Entsetzt vom Leben in der Stadt, das von Verfall gekennzeichnet war - der Kaiserhof war bereits nach Konstantinopel umgezogen, kirchlich, politisch, wirtschaftlich, kulturell und auch moralisch lag Rom danieder - schloss Benedetto sich einer asketischen Gemeinschaft in Affile - dem heutigen Enfide - in den Sabiner Bergen nahe Rom an, dann zog er sich in eine unbewohnte Gegend im Aniotal in der Nähe von Subiaco zurück. Hier lebte er für drei Jahre völlig einsam in einer Höhle, die später "Heilige Grotte" genannt wurde. Täglich ließ ihm der Mönch Romanus aus einem benachbarten Kloster Vicovaro an einem Seil ein Brot herab, eine Glocke am Seil gab dazu das Zeichen. Auf diese warf der Teufel eines Tages einen Stein, worauf sie zerbrach. Aber Benedetto bestand auch die weiteren Versuchungen und Plagen des Bösen, der ihm als schwarzer Vogel und als schöne Jungfrau erschien, indem er sich in Domen wälzte.

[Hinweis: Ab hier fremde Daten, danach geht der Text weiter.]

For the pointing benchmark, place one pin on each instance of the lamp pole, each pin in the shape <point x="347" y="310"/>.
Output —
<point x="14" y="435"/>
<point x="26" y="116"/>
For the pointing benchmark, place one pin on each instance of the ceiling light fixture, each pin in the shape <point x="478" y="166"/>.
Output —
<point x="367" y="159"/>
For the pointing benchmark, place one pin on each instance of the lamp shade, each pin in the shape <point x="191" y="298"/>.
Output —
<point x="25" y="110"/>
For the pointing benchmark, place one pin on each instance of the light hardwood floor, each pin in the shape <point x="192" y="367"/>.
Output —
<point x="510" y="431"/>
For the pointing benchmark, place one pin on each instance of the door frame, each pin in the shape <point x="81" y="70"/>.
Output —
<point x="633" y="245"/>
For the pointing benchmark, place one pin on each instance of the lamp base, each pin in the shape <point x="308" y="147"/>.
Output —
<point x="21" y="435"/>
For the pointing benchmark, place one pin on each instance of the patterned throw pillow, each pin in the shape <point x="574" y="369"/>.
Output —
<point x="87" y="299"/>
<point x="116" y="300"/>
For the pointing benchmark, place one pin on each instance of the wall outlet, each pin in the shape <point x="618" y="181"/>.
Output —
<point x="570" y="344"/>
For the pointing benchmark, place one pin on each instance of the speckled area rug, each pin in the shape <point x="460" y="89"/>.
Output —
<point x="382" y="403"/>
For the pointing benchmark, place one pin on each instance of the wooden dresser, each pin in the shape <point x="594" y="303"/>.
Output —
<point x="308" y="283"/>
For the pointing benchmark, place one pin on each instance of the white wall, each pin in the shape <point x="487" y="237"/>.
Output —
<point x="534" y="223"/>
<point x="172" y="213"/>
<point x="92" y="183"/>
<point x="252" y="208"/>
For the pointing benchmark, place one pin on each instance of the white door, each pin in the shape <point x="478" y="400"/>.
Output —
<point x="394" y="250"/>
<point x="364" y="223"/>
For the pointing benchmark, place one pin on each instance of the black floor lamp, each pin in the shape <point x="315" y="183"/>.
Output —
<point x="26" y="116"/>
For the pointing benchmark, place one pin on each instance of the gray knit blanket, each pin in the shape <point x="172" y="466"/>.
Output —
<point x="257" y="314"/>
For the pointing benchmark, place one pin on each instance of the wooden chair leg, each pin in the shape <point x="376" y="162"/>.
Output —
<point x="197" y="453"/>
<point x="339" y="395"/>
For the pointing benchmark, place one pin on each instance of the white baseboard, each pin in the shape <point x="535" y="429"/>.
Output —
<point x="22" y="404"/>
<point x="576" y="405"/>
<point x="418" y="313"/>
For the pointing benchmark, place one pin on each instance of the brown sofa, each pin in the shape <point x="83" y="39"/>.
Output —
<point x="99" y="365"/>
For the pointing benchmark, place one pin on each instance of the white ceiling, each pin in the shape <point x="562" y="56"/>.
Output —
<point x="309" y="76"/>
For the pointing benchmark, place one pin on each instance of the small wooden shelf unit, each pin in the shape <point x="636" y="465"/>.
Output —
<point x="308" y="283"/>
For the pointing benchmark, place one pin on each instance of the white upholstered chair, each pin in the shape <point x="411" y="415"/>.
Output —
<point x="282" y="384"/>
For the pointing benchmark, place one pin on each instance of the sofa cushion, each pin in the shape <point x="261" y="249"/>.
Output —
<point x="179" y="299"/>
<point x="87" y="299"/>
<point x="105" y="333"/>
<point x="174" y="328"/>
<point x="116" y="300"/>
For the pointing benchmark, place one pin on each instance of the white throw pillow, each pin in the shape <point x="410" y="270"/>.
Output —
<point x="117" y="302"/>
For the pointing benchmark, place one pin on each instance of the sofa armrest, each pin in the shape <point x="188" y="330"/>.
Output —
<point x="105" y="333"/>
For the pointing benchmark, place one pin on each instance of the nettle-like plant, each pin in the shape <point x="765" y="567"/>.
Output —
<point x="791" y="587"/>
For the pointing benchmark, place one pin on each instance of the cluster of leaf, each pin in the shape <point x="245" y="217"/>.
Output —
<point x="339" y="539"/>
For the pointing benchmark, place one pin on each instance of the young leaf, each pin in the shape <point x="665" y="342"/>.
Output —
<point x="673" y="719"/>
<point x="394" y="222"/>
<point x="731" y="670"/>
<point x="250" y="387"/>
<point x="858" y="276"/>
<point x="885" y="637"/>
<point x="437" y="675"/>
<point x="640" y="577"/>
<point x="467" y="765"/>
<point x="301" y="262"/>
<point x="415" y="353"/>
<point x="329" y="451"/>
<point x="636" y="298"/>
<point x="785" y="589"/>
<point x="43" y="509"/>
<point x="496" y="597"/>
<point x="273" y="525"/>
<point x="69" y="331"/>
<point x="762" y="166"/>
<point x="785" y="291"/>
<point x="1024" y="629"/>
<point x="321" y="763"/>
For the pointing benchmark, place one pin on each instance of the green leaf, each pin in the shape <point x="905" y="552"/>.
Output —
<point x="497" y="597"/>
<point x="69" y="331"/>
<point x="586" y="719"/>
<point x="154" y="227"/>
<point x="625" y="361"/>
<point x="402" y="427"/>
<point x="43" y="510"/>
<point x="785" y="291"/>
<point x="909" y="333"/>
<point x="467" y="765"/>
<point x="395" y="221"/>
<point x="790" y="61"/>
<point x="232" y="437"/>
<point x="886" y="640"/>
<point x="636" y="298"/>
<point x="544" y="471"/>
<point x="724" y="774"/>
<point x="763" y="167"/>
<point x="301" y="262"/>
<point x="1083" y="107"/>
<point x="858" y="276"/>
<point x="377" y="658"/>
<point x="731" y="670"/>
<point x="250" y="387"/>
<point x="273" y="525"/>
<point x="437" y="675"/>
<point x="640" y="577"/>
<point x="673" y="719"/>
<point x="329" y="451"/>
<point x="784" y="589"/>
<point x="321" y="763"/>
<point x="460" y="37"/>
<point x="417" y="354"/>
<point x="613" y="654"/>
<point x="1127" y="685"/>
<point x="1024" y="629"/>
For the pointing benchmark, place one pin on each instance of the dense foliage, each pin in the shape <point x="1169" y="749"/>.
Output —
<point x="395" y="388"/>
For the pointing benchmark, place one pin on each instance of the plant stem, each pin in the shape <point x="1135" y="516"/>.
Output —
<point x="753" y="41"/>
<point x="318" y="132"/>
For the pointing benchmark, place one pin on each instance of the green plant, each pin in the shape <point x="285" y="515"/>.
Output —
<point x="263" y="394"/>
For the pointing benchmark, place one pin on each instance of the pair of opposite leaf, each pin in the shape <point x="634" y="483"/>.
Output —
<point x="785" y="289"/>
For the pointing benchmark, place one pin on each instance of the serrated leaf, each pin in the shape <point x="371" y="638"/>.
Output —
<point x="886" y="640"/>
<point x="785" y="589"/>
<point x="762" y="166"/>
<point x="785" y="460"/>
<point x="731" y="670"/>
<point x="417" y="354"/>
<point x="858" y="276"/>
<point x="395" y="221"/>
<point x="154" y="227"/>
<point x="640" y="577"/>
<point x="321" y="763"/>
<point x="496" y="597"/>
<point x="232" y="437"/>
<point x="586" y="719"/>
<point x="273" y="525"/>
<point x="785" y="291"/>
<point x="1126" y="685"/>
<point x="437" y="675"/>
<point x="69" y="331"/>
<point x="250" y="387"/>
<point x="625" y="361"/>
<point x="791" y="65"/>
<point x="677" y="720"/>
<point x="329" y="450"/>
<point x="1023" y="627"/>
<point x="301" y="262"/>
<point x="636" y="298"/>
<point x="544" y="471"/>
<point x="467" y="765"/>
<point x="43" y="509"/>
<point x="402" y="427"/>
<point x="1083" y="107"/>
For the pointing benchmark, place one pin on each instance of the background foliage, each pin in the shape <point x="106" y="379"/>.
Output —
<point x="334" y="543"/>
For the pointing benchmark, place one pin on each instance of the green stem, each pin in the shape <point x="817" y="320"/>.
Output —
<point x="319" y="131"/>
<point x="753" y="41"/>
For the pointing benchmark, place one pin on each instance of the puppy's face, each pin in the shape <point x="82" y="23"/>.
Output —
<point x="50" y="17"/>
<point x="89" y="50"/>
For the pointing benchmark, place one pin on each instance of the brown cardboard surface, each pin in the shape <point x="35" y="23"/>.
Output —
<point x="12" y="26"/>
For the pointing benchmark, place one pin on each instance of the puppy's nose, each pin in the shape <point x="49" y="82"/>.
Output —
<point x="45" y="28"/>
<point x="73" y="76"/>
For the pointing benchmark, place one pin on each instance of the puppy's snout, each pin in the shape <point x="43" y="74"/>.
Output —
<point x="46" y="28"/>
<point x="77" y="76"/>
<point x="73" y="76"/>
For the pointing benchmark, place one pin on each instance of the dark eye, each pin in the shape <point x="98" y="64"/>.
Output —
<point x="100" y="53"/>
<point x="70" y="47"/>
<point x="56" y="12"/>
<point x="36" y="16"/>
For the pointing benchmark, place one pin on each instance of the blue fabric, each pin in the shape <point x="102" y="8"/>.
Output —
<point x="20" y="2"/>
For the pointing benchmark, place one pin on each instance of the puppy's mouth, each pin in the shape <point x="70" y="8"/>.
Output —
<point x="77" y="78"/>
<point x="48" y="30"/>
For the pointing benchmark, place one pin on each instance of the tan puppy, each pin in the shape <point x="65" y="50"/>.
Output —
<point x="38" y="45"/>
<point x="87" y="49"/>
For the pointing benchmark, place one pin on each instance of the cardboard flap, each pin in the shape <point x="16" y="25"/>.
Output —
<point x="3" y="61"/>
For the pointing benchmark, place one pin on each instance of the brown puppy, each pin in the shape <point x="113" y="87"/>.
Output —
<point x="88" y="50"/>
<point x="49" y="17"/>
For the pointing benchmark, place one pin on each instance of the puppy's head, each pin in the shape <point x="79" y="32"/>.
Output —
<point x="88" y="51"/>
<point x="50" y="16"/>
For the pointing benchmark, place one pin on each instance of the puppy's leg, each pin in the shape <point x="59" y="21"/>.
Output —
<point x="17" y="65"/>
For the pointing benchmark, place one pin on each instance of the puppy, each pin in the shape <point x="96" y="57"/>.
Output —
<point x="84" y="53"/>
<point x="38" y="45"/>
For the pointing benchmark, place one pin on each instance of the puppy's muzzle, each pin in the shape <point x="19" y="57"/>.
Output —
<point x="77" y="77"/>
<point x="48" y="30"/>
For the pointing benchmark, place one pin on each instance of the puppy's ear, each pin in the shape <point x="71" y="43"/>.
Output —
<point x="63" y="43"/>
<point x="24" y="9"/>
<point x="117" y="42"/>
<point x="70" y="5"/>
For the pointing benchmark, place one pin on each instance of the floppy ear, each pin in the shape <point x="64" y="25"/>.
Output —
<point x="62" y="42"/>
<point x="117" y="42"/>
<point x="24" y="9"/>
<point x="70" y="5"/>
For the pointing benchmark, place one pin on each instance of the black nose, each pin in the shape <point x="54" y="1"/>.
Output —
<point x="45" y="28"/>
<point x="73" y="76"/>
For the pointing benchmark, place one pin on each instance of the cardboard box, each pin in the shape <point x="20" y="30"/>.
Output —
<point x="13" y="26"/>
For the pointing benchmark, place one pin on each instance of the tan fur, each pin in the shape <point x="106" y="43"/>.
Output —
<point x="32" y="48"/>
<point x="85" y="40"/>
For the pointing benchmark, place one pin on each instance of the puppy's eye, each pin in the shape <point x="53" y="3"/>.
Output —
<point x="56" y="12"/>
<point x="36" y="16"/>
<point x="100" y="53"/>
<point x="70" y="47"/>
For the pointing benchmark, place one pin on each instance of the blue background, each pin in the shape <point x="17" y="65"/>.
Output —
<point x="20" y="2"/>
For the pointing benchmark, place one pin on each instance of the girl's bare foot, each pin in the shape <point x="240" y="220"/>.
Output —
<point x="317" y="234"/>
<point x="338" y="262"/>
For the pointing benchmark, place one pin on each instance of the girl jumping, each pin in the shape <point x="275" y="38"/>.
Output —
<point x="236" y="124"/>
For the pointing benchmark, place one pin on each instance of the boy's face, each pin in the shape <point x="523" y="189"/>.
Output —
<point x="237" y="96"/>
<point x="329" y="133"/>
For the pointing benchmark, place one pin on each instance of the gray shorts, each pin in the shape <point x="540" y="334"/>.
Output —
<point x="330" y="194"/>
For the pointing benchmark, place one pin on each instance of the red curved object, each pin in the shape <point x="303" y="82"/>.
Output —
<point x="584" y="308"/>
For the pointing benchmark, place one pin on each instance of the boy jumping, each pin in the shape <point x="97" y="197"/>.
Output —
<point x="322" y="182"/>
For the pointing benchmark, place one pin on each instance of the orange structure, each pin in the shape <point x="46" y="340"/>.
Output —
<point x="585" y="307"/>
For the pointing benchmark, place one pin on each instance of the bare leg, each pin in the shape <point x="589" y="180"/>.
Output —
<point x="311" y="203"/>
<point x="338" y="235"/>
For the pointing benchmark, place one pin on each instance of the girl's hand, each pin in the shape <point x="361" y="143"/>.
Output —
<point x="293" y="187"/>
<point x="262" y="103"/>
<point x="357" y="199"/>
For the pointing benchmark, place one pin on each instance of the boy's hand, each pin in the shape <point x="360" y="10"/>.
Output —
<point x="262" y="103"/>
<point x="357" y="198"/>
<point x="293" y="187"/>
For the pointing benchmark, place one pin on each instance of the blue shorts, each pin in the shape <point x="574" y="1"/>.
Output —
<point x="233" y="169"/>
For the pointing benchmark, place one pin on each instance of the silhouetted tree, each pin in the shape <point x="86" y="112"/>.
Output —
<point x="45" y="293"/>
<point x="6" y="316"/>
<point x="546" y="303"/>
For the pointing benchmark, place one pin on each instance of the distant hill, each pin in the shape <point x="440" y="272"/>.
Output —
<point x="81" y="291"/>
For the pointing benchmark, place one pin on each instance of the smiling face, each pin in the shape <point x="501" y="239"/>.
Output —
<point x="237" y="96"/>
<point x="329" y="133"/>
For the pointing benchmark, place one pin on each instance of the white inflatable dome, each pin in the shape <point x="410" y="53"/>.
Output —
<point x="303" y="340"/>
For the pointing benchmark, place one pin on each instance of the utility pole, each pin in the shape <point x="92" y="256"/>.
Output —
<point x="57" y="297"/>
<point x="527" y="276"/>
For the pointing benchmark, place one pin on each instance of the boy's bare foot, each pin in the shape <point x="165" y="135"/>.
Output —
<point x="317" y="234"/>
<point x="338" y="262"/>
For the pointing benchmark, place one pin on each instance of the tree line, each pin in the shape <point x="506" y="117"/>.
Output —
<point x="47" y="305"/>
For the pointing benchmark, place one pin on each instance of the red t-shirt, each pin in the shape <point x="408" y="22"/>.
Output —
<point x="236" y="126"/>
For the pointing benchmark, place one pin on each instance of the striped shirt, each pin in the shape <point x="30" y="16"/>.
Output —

Benedettos Ruf als Heiliger wuchs, viele Menschen kamen, um ihn zu sehen. Die Mönche von Vicovaro bei Tivoli in Norditalien luden ihn ein und wählten ihn zum Abt ihrer Gemeinschaft. Als sich die Mönche nicht mit seinen Regeln einverstanden erklärten, versuchten sie ihn zu vergiften. Doch das Gift entwich nach der Legende als Schlange aus dem Kelch, den sie ihm reichen, und das Gefäß zerbrach, als er das Kreuzzeichen darüber machte.

Benedetto verließ die Gruppe und kehrte ins Aniotal zurück. Für seine wachsende Schülerschar gründete er rund ein Dutzend kleine Klöster mit je zwölf Mönchen - die Monasteri di S. Benedetto und di S. Scholastica gibt es noch heute und entwickelte Regeln für ein gemeinschaftliches Klosterleben. Wieder, so berichtet die Überlieferung, sollte er durch vergiftetes Brot beseitigt werden, aber sein Rabe trug es fort. Sein Gebet bewirkte, dass Bruder Maurus trockenen Fußes über Wasser gehen konnte, um den ertrinkenden Placidus zu retten. Nach einem Besuch bei seiner Schwester schaute er ihren Tod und wie ihre Seele als Taube gen Himmel fliegt. Auf Benedetto ging dann die Gründung des Klosters von Montecassino bei Cassino zurück; 529 zog er selbst dort ein. Hier schrieb er seine berühmte "Regula Benedicti", die grundlegende Regel aller sich von da aus über das ganze Abendland ausbreitenden Klöster des Benediktinerordens mit dem Wahlspruch „Ora et labora", "bete und arbeite".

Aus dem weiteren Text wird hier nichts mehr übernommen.